I was looking back at the Best Picture nominees from last year and I was reminded how lousy a year 2011 was for movies. Thankfully, 2012 was much, much better, to the point that it looks positively transcendent when compared with 2011 (and a fairly mediocre 2010, just to pile on).
The field is so strong, in fact, that most of last year’s nominees, including Best Picture winner “The Artist,” would be hard-pressed to even enjoy the honor of being nominated this year.
So how will Oscar night shake out this year? Once again, there’s not a lot of drama in the acting categories aside from Best Supporting Actor, which seems fairly wide open. Not to disappoint you sound editor enthusiasts out there, but let’s just focus on the meat of this thing and try our lot at handicapping the Best Picture field.
Too artsy to win: “Amour,” “Beasts of the Southern Wild”
Both of these movies are smaller, bolder films that are the least accessible entries on this list. Their chances aren’t good. The former, a heart-breaking look at the relationship between two elderly Parisians, is too French. The latter, a young girl’s fanciful trials and tribulations in a backwater Louisiana community, feels a little too much like an ambitious film school project.
Both movies boast entries into the Best Actress category with 85-year-old Emmanuelle Riva nominated for “Amour” and 9-year-old Quvenzhane Wallis nominated for “Beasts.” That gives the category a historic 76-year age range. Unfortunately, their chances are about as good as their respective movies’.
Outside looking in: “Les Miserables,” “Life of Pi”
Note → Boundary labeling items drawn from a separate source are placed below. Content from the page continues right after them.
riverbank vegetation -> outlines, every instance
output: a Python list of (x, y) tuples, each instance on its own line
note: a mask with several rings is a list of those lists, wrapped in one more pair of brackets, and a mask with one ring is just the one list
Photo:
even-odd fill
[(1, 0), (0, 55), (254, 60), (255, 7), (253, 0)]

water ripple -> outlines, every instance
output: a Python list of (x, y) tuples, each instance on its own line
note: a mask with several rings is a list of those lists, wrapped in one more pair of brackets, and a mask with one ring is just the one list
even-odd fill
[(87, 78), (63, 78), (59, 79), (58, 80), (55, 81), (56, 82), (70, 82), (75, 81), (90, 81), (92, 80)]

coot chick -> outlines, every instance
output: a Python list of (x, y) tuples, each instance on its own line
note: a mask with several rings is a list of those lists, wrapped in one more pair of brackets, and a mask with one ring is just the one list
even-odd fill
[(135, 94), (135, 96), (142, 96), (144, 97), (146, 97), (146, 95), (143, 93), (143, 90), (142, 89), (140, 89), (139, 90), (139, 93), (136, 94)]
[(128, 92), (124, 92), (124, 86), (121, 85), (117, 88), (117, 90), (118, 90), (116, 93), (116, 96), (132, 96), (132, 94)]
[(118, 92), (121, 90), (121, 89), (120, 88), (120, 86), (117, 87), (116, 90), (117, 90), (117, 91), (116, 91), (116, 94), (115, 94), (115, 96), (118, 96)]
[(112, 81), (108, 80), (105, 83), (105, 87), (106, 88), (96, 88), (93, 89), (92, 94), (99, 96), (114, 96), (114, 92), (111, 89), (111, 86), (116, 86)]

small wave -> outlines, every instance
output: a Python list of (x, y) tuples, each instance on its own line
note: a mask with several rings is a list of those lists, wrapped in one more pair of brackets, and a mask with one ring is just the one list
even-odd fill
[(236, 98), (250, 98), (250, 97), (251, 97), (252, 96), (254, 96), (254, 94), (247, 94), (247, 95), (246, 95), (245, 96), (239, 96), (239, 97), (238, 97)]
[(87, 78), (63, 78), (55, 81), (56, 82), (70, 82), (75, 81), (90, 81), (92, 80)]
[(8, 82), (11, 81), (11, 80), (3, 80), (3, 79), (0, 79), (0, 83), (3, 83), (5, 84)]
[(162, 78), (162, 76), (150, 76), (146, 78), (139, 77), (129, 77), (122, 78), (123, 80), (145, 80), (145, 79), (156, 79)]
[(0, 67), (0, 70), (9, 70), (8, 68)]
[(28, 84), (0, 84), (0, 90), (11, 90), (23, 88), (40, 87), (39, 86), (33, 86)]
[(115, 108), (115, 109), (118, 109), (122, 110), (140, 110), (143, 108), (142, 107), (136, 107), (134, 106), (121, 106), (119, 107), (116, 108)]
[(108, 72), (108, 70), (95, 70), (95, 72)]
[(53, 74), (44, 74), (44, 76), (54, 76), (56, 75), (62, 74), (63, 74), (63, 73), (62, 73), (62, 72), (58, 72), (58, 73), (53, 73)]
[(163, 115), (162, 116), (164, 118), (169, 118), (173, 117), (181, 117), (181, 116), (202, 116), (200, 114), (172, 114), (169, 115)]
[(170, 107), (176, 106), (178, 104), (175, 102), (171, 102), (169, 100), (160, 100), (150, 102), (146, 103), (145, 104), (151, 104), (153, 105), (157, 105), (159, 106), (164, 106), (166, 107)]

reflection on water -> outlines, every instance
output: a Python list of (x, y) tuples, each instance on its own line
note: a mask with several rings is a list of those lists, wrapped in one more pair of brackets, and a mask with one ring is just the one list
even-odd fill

These are two very solid movies that just don’t have a ton of support in the Academy. Musicals are a pretty tough sell these days and even though “Les Miserables” is sprawling, epic, and star-studded, French revolutionaries bursting into song are just too much for some people. Anne Hathaway is the favorite to snag the Best Supporting Actress Award for her brief, but power-packed performance, so all you drama club kids will have to be happy with that.
There’s no dispute that “Life of Pi” is the most visually stunning movie of the year, but the strangely beautiful spiritual journey of an Indian boy and a Bengal tiger adrift at sea on a lifeboat just isn’t feeling the Oscar love. Aside from some technical awards, this movie will just have to be happy with the nomination.
Too awesome to win: “Django Unchained”
In my humble estimation, this was the best movie of the year, but Quentin Tarantino’s stylized revenge flick set in the Antebellum South is way too violent and way too controversial to have much of a chance.
There is a shot that Tarantino might snag a screenwriting award or Christoph Waltz might get the Best Supporting Actor Oscar for his turn as a silver-tongued bounty hunter, but neither of those is a lock. “Django” may strike out on Oscar night, but of all the movies in contention, this is likely the one people will still be talking about in 10 years.
In the hunt: “Zero Dark Thirty,” “Silver Linings Playbook”
“Zero Dark Thirty” was an early favorite as this warts-and-all retelling of the search for Osama bin Laden topped a lot of critics’ lists. It has since fallen back to the pack thanks to some controversy over the CIA’s use of torture and the Academy’s aversion to any kind of bad press. It’s still a heck of a movie and has a solid shot, although its best chance for an award might be for Jessica Chastain in the Best Actress category.
Chastain’s main competition just so happens to be Jennifer Lawrence, star of “Silver Linings Playbook.” This movie probably shouldn’t have as strong a chance as it does considering it is basically a romantic comedy on steroids. It does feature an outstanding cast, but what helps its odds considerably is the support of mega-producer Harvey Weinstein, who is more than willing to litter Hollywood with broken kneecaps to snag the big prize.
The favorites: “Argo,” “Lincoln”
When the nominations came out, “Argo” was almost immediately written off because its director Ben Affleck wasn’t nominated for Best Director, which nine times out of 10 spells doom for a movie’s Best Picture chances. Since then “Argo” has plugged away, snagging the top prize in enough preliminary awards shows to make it a credible contender.
Even still, it’s awfully hard to bet against “Lincoln.” It features a performance for the ages by Best-Actor-lock Daniel Day-Lewis, a glossy old-school veneer of gravitas and sentimentality applied by director Steven Spielberg, and it employed virtually every living character actor of note. That’s what is known as a juggernaut in Hollywood terms. If it had come out just one or two years earlier, “Lincoln” would be such a lock it wouldn’t even be funny, but this year the competition is stiff. Even though Spielberg may not like it, a battle royale between a bunch of great movies is a problem the Oscars wishes it had every year.